Artikel • Gynäkologische Notfälle
Die individuelle Differenzialdiagnose
Mit dem akuten Abdomen sehen sich Radiologen relativ häufig konfrontiert. Seltener als gastrointestinale Fälle sind gynäkologische Notfälle, die jedoch eine ähnliche Symptomatik aufweisen, allerdings potentiell lebensbedrohlich sind, weil sie Rupturen oder Nekrosen nach sich ziehen können und gerade bei jungen Frauen fertilitätsbedrohend sind. Aus diesem Grund hebt Prof. Rahel Kubik-Huch, Chefärztin des Instituts für Radiologie und Direktorin des Departements Medizinische Dienste am Kantonsspital Baden AG, die Signifikanz einer individuellen Differentialdiagnose besonders hervor.
Die Suche nach den Ursachen
„Notfälle akuter, abdominaler Symptome bei vornehmlich jüngeren Frauen im reproduktiven Alter können auch von den Genitalorganen ausgehen – sie können mit einer Schwangerschaft assoziiert sein, müssen es aber nicht.

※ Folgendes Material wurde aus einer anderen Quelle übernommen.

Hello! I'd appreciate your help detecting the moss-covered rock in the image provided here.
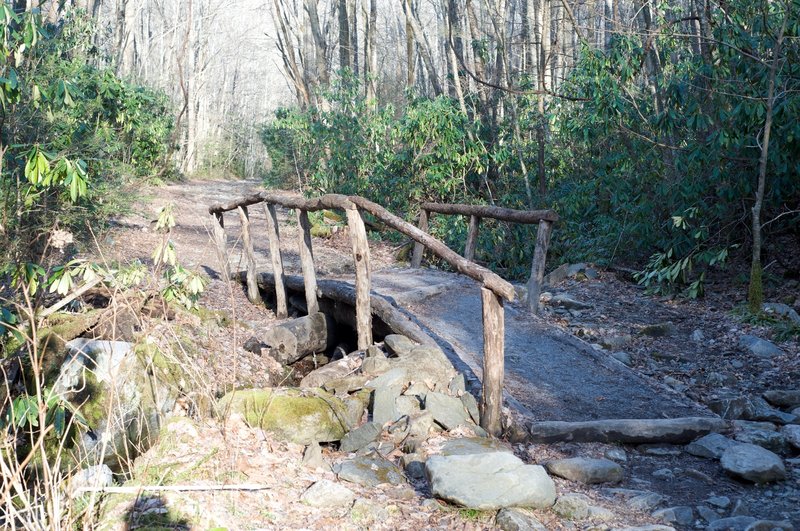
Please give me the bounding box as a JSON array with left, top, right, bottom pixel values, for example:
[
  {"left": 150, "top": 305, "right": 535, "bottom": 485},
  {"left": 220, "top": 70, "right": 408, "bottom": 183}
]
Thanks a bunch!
[
  {"left": 53, "top": 338, "right": 186, "bottom": 469},
  {"left": 311, "top": 225, "right": 333, "bottom": 238},
  {"left": 38, "top": 310, "right": 100, "bottom": 385},
  {"left": 217, "top": 388, "right": 352, "bottom": 445}
]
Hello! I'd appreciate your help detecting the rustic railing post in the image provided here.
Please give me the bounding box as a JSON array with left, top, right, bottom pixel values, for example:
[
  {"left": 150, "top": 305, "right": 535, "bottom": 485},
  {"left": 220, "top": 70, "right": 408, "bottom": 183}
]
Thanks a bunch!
[
  {"left": 411, "top": 208, "right": 428, "bottom": 268},
  {"left": 297, "top": 209, "right": 319, "bottom": 315},
  {"left": 264, "top": 203, "right": 289, "bottom": 319},
  {"left": 236, "top": 207, "right": 262, "bottom": 304},
  {"left": 481, "top": 287, "right": 505, "bottom": 436},
  {"left": 464, "top": 216, "right": 481, "bottom": 261},
  {"left": 211, "top": 212, "right": 231, "bottom": 281},
  {"left": 345, "top": 205, "right": 372, "bottom": 350},
  {"left": 528, "top": 220, "right": 553, "bottom": 314}
]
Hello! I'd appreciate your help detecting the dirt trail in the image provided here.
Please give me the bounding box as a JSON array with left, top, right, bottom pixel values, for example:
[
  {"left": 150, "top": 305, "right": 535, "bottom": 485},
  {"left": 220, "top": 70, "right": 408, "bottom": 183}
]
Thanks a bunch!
[{"left": 101, "top": 181, "right": 800, "bottom": 529}]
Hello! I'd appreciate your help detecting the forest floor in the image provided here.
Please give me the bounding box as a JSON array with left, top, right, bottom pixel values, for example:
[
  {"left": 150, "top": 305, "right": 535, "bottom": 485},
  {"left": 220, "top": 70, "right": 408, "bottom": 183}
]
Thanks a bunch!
[{"left": 90, "top": 181, "right": 800, "bottom": 529}]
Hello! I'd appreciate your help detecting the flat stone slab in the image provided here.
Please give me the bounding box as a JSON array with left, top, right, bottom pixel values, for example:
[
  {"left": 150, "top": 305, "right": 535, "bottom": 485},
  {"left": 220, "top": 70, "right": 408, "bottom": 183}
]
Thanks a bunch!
[
  {"left": 333, "top": 456, "right": 404, "bottom": 487},
  {"left": 720, "top": 443, "right": 786, "bottom": 483},
  {"left": 545, "top": 457, "right": 624, "bottom": 484},
  {"left": 425, "top": 452, "right": 556, "bottom": 511},
  {"left": 372, "top": 268, "right": 711, "bottom": 424}
]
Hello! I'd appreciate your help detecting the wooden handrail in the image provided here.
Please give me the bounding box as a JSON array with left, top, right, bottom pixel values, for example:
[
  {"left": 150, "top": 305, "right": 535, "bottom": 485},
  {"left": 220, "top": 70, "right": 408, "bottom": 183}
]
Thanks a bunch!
[
  {"left": 208, "top": 192, "right": 515, "bottom": 301},
  {"left": 411, "top": 203, "right": 558, "bottom": 313}
]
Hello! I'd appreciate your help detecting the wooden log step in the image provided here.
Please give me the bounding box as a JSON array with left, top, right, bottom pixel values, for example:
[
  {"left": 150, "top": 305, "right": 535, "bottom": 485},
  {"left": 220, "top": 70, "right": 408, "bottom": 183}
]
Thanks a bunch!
[{"left": 528, "top": 417, "right": 730, "bottom": 444}]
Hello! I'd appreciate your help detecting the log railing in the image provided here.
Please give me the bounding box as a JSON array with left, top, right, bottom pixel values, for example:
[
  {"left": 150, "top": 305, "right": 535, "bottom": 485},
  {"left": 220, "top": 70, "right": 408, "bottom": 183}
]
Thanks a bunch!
[
  {"left": 411, "top": 203, "right": 558, "bottom": 313},
  {"left": 209, "top": 192, "right": 528, "bottom": 435}
]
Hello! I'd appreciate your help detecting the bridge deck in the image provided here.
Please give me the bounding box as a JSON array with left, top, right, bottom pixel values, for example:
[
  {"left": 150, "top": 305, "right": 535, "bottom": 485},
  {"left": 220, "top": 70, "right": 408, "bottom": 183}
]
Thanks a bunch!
[{"left": 372, "top": 268, "right": 713, "bottom": 421}]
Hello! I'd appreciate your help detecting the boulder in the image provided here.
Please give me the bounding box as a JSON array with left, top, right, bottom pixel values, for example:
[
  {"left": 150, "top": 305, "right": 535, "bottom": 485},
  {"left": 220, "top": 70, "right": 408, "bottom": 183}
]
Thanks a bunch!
[
  {"left": 425, "top": 452, "right": 556, "bottom": 510},
  {"left": 300, "top": 479, "right": 356, "bottom": 507},
  {"left": 739, "top": 334, "right": 785, "bottom": 358},
  {"left": 302, "top": 442, "right": 331, "bottom": 472},
  {"left": 653, "top": 506, "right": 694, "bottom": 527},
  {"left": 67, "top": 465, "right": 114, "bottom": 496},
  {"left": 781, "top": 424, "right": 800, "bottom": 450},
  {"left": 394, "top": 395, "right": 422, "bottom": 417},
  {"left": 706, "top": 516, "right": 756, "bottom": 531},
  {"left": 494, "top": 508, "right": 547, "bottom": 531},
  {"left": 53, "top": 338, "right": 181, "bottom": 469},
  {"left": 425, "top": 392, "right": 470, "bottom": 430},
  {"left": 611, "top": 350, "right": 633, "bottom": 367},
  {"left": 460, "top": 393, "right": 481, "bottom": 424},
  {"left": 626, "top": 492, "right": 667, "bottom": 511},
  {"left": 333, "top": 455, "right": 403, "bottom": 487},
  {"left": 706, "top": 395, "right": 752, "bottom": 420},
  {"left": 720, "top": 443, "right": 786, "bottom": 483},
  {"left": 261, "top": 312, "right": 336, "bottom": 365},
  {"left": 372, "top": 384, "right": 403, "bottom": 426},
  {"left": 546, "top": 457, "right": 624, "bottom": 484},
  {"left": 217, "top": 387, "right": 352, "bottom": 445},
  {"left": 339, "top": 422, "right": 382, "bottom": 453},
  {"left": 361, "top": 345, "right": 457, "bottom": 389},
  {"left": 744, "top": 520, "right": 794, "bottom": 531},
  {"left": 553, "top": 493, "right": 591, "bottom": 520},
  {"left": 383, "top": 334, "right": 417, "bottom": 357},
  {"left": 299, "top": 356, "right": 361, "bottom": 387},
  {"left": 695, "top": 505, "right": 722, "bottom": 522},
  {"left": 639, "top": 321, "right": 676, "bottom": 337},
  {"left": 762, "top": 389, "right": 800, "bottom": 409},
  {"left": 744, "top": 398, "right": 797, "bottom": 424},
  {"left": 734, "top": 430, "right": 788, "bottom": 453},
  {"left": 547, "top": 294, "right": 592, "bottom": 310},
  {"left": 439, "top": 437, "right": 514, "bottom": 456}
]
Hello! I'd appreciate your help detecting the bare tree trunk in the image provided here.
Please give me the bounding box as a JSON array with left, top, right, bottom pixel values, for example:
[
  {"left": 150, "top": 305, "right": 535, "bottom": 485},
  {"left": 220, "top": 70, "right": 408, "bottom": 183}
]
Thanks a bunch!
[
  {"left": 339, "top": 0, "right": 351, "bottom": 70},
  {"left": 403, "top": 2, "right": 442, "bottom": 96},
  {"left": 403, "top": 0, "right": 416, "bottom": 87},
  {"left": 364, "top": 0, "right": 378, "bottom": 100},
  {"left": 747, "top": 0, "right": 793, "bottom": 313}
]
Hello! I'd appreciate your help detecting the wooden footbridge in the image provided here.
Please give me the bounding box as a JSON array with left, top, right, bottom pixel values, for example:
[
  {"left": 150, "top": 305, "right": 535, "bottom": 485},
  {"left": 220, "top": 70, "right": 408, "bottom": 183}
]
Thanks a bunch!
[
  {"left": 209, "top": 193, "right": 558, "bottom": 435},
  {"left": 209, "top": 192, "right": 711, "bottom": 435}
]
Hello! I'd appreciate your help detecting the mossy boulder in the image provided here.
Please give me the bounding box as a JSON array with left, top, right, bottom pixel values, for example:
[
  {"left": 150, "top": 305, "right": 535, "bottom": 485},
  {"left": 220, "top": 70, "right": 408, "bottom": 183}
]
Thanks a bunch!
[
  {"left": 38, "top": 310, "right": 101, "bottom": 384},
  {"left": 217, "top": 388, "right": 352, "bottom": 445},
  {"left": 53, "top": 338, "right": 184, "bottom": 469}
]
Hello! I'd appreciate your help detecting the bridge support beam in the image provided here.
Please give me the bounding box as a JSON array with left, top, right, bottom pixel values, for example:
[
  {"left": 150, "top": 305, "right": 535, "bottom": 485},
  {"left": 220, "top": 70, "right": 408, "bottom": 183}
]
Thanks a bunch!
[
  {"left": 237, "top": 206, "right": 262, "bottom": 304},
  {"left": 211, "top": 212, "right": 231, "bottom": 282},
  {"left": 297, "top": 210, "right": 319, "bottom": 315},
  {"left": 264, "top": 203, "right": 289, "bottom": 319},
  {"left": 481, "top": 287, "right": 505, "bottom": 436},
  {"left": 345, "top": 205, "right": 372, "bottom": 350},
  {"left": 528, "top": 220, "right": 553, "bottom": 314}
]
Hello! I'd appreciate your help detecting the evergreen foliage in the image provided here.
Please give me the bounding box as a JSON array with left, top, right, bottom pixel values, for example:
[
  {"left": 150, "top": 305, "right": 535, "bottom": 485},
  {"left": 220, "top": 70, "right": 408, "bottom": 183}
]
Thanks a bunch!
[
  {"left": 0, "top": 8, "right": 172, "bottom": 263},
  {"left": 263, "top": 0, "right": 800, "bottom": 296}
]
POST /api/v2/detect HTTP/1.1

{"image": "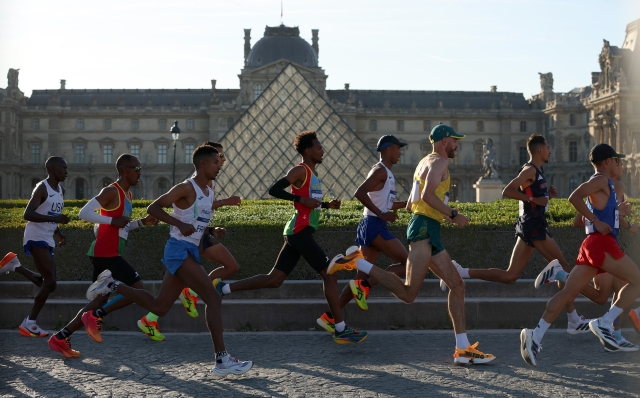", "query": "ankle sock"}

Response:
[567,310,580,323]
[533,318,551,344]
[456,333,469,350]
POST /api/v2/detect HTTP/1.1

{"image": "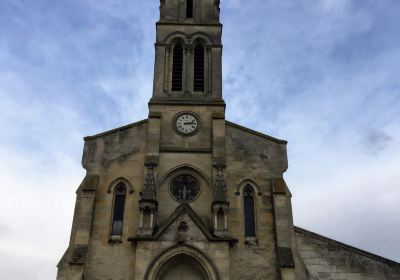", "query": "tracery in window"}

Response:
[193,44,204,91]
[111,182,126,235]
[169,174,200,203]
[243,185,256,237]
[186,0,193,18]
[172,44,183,91]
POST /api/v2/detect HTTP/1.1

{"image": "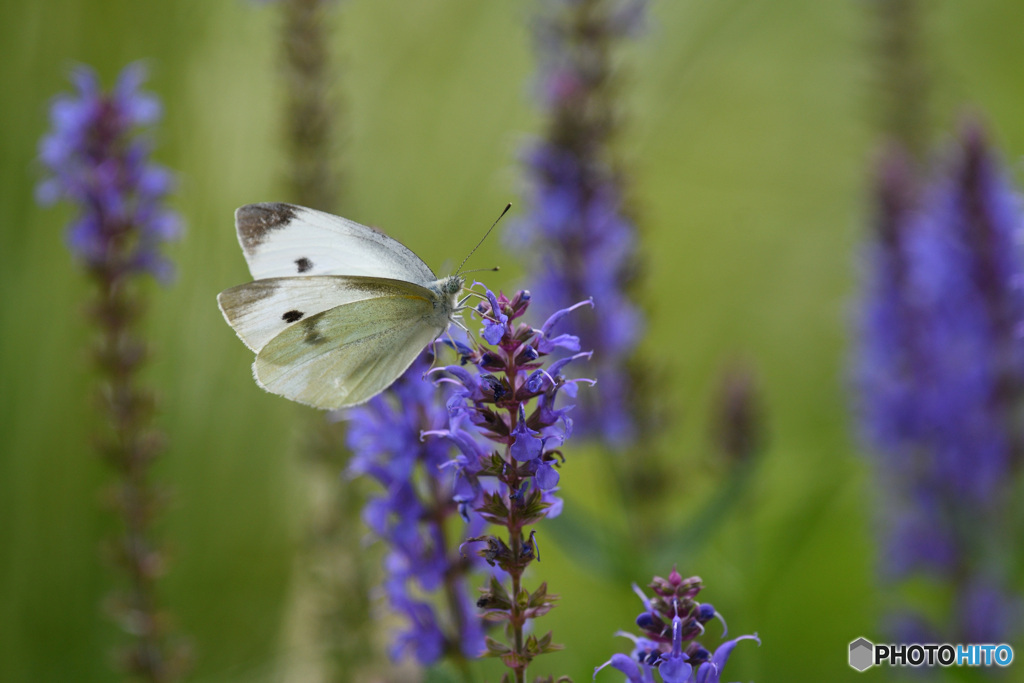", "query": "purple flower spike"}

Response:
[344,351,483,666]
[509,408,544,463]
[432,290,593,680]
[854,123,1024,642]
[36,65,188,683]
[509,0,648,445]
[594,569,761,683]
[36,63,181,282]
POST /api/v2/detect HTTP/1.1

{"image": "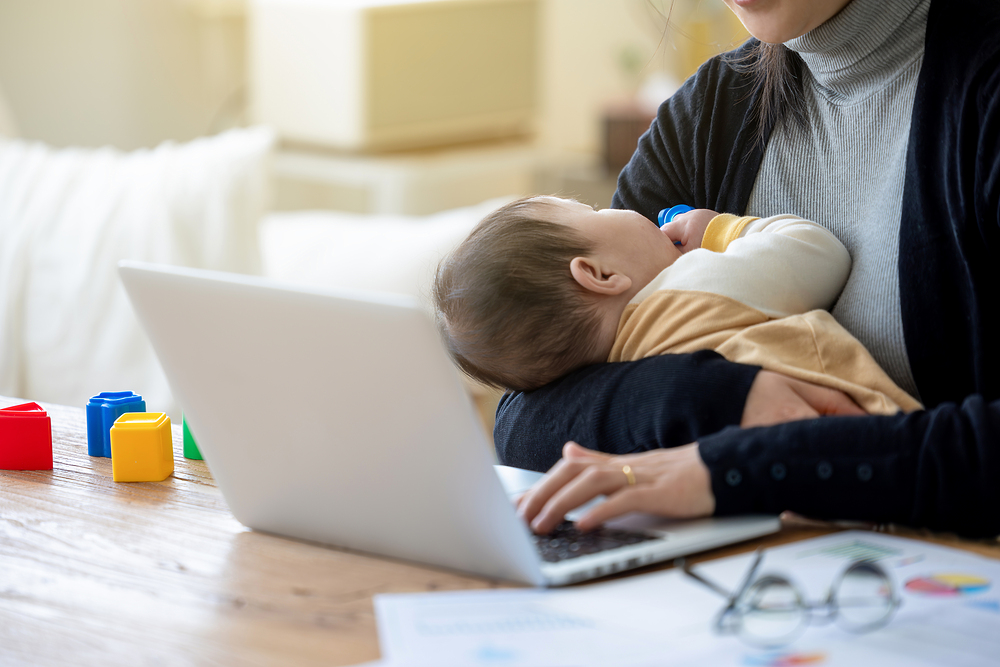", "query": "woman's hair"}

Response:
[728,39,809,148]
[434,197,601,391]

Nach Abklärung klassischer Ursachen des akuten Abdomens wie Blinddarmentzündung oder bei älteren Patientinnen Divertikulitis, Mesenterialinfarkte etc., müssen daher auch die gynäkologischen Erkrankungen mit in die Diagnose einbezogen werden“, verdeutlicht Kubik-Huch. Hier hat die MRT zunehmend einen Stellenwert erlangt und kommt bei einer Vielzahl an Fragestellungen ergänzend zu klinischen Untersuchungen und Ultraschall zum Einsatz.
Bei gynäkologischen Erkrankungen spielt das Alter der Patientin eine große Rolle. Darf in jüngeren Jahren im häufigsten Fall von einem Infekt ausgegangen werden, so gibt es doch auch Akutsymptome, wie zum Beispiel die Drehung der Adnexe oder das Vorkommen einer Komplikation eines Leiomyoms. Auch Abszesse, die mit Fieber einhergehen oder Peritonismus können sich präsentieren. Gerade bei Teenagern kann eine Obstruktion in der Gebärmutter, entweder durch eine Hymenalatrophie oder eine angeborene Fehlbildung des Uterus und die daraus entstehende Abflussbehinderung des Bluts währen der Menstruation in seltenen Fällen die Ursache starker Abdominalschmerzen sein und sollte nicht verpasst werden.
„Bei dem akuten Abdomen darf die Extrauteringravidität (EUG) als Differentialdiagnose nicht versäumt werden. Hier ist das Perfide, dass der Schwangerschaftstest selbst positiv ist, da der beta HCG Wert ansteigt, die betroffenen Frauen von ihrer Schwangerschaft jedoch nichts wissen, weil diese Komplikation sehr früh auftritt“, weiß Kubik-Huch und fügt ergänzend hinzu: „Teilweise kommt es sogar vor, dass der beta HCG Wert gar nicht ansteigt.“ Aufgrund häufigerer In-vitro-Fertilisationen ist die EUG heute wieder ein vermehrt auftretendes Thema. „Selbstverständlich gibt es auch Komplikationen, die mit der Schwangerschaft selbst oder einer vorangegangenen Schwangerschaft zusammenhängen, wie Komplikationen nach einer Sektio oder im Wochenbett. Hier tauchen Krankheitsbilder wie die septische Ovarialvenenthrombose auf“, erklärt die Chefärztin.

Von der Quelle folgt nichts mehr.